A quick guide to the XML/object mismatch

June 7th, 2005

Complain all you want, but the fact of my life is that I work in both the object and XML worlds. Eventually XML needs to turn into objects and vice versa. This guide explores what the mismatch entails and methods to handle it.

What is the mismatch? I see a three fundamental parts:

  1. Transfer: Some XML concepts which don’t map to OO concepts (xsi:nil, xs:any, Faults != exceptions, etc).
  2. Versioning: OO software has no versioning concept. This makes our lives really really hard sometimes – when we depend on different versions of the same library for example. XML is much more powerful in this respect. Different versions can happily coexist in the same document.
  3. Independence: Our service contract most likely needs to evolve independent of our internal model. However, they are definitely closely related.

DTOs
The most prominent method of handling XML/object conversions is the Data Transfer Objects pattern. The concept is that you have a set of objects which are either created from your contract or are used to generate your contract. You then write glue code which transfers from one object domain (web service) to the other (your internal objects).

DTOs have the advantage in that they’re easy to work with and are often more familiar to the developer than XML/XSD/WSDL.

I see two types of DTOs in use – unified and versioned.

Unified DTO: With a unified DTO pattern, only one set of DTOs is ever used for all versions of your service. The toolkit would be responsible for handling different xml versions magically.

Versioned DTO: The versioned DTO pattern takes this a step further and creates a new set of DTO objects for each schema/WSDL version. This makes its easier on the toolkit when handling schema evolution at the cost of more code to maintain.
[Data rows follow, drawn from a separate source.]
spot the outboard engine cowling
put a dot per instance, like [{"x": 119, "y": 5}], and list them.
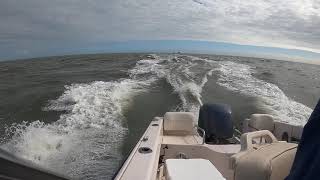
[{"x": 216, "y": 120}]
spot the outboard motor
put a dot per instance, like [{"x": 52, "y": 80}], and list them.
[{"x": 215, "y": 120}]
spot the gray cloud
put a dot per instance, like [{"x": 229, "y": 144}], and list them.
[{"x": 36, "y": 25}]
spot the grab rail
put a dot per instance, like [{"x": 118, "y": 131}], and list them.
[{"x": 203, "y": 133}]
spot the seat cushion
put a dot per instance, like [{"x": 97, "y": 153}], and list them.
[
  {"x": 265, "y": 162},
  {"x": 191, "y": 169}
]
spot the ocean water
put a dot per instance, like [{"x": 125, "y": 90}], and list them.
[{"x": 81, "y": 115}]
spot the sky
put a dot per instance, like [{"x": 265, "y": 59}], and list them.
[{"x": 287, "y": 29}]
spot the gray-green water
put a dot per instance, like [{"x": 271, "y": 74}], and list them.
[{"x": 81, "y": 115}]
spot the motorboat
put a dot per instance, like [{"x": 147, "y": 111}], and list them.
[{"x": 178, "y": 146}]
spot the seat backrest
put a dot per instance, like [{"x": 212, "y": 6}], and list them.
[
  {"x": 178, "y": 123},
  {"x": 270, "y": 161}
]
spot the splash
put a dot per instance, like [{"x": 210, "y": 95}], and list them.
[{"x": 237, "y": 77}]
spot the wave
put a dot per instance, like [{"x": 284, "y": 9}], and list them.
[
  {"x": 186, "y": 74},
  {"x": 86, "y": 140},
  {"x": 238, "y": 78}
]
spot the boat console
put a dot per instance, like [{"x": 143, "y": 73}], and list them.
[{"x": 174, "y": 147}]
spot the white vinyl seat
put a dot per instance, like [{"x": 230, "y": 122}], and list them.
[
  {"x": 191, "y": 169},
  {"x": 268, "y": 161}
]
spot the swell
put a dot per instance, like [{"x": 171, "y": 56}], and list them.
[{"x": 238, "y": 78}]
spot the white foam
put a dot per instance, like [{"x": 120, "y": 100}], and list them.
[
  {"x": 91, "y": 128},
  {"x": 237, "y": 77},
  {"x": 179, "y": 74}
]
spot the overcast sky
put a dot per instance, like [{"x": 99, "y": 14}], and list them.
[{"x": 47, "y": 27}]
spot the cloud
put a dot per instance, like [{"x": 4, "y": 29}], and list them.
[{"x": 38, "y": 25}]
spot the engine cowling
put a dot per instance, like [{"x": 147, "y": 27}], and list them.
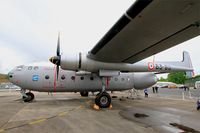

DTOs suffer from problems with #1, although the concept mismatch can be minimal depending on how much of xml schema you’re using (i.e. don’t allow nillable schema types on java/C# primitives because an int can’t be null! ). Toolkits such as XMLBeans which handle 99.99% of XML schema can be helpful in this area.

Contract First Development
Some proponents argue that writing our contract first (WSDL and XSD) is necessary for XML nirvana. Usually in this case DTOs are generated from the schema, however you may also just work with the documents as well (see below).

When combined with DTOs this is a double edged sword with respect to XML/object transfer. It helps by ensuring that you use the XML concepts which are best suited to the problem – not the concepts your toolkit happens to support. On the other hand, it may create issues for people consuming your service because you may inadvertently use concepts which don’t work well with other toolkits. This is still an issue currently, although it will become less of a problem in the future as toolkits such as JAXB 2.0 and .NET 2.0 increase their schema support.

Contract first also ensures that your internal model develops independently and gives you a lot of freedom over schema versioning.

Code First
Because of the issues associated with matching XML concepts to OO concepts, some people have called for code first development. The toolkit is then responsible for making sure the code is to XML concepts nicely. It also has the added convenience of being much easier for the OO developer who doesn’t know XML schema very well.

Sidetrack: DTOs and Annotations
When using annotations to control your object/XML conversion: beware. You are limited to the versioned DTO pattern only. Toolkits such as JAXB 2.0 and .NET will really only allow you to map one object to one xml schema.

Working with Documents
Working with documents can be another supposed nirvana of XML. DOM, XQuery, XPath, XSLT, and other XML technologies can be very helpful in processing your documents. I find that this is mostly helpful when your desired output is also XML (i.e. for an XML database). They certainly help with versioning and independence because you have very fine grained control over what happens.

However this doesn’t help you all that much with the transfer problem. In the end you may just be relegated to writing the glue code by hand.

Other solutions

  • Don’t use objects. If you believe this to be true, this guide isn’t for you. Sometimes this is right, but a lot of the world is still trapped in OO programming.
  • Don’t use XML: Once again, if you believe this, get out of here. XML isn’t right for all cases, but this guide is for the cases where it is right.
  • XPath/Object mapping – You could use XPath expressions to match up XML elements to objects and their properties. I have yet to see a really robust implementation of this.

2 Responses to “A quick guide to the XML/object mismatch”

  1. David Zhao Says:

    I could try liquid xml.
    It is a good to generate classes from xml schema(Java, C++, C#, VB)

  2. ag Says:

    I too live in between the XML and OO worlds. The JiBX XML-OO mapping library makes doing so bearable. XBIS is pretty handy too.

    http://jibx.sourceforge.net/
    http://xbis.sourceforge.net/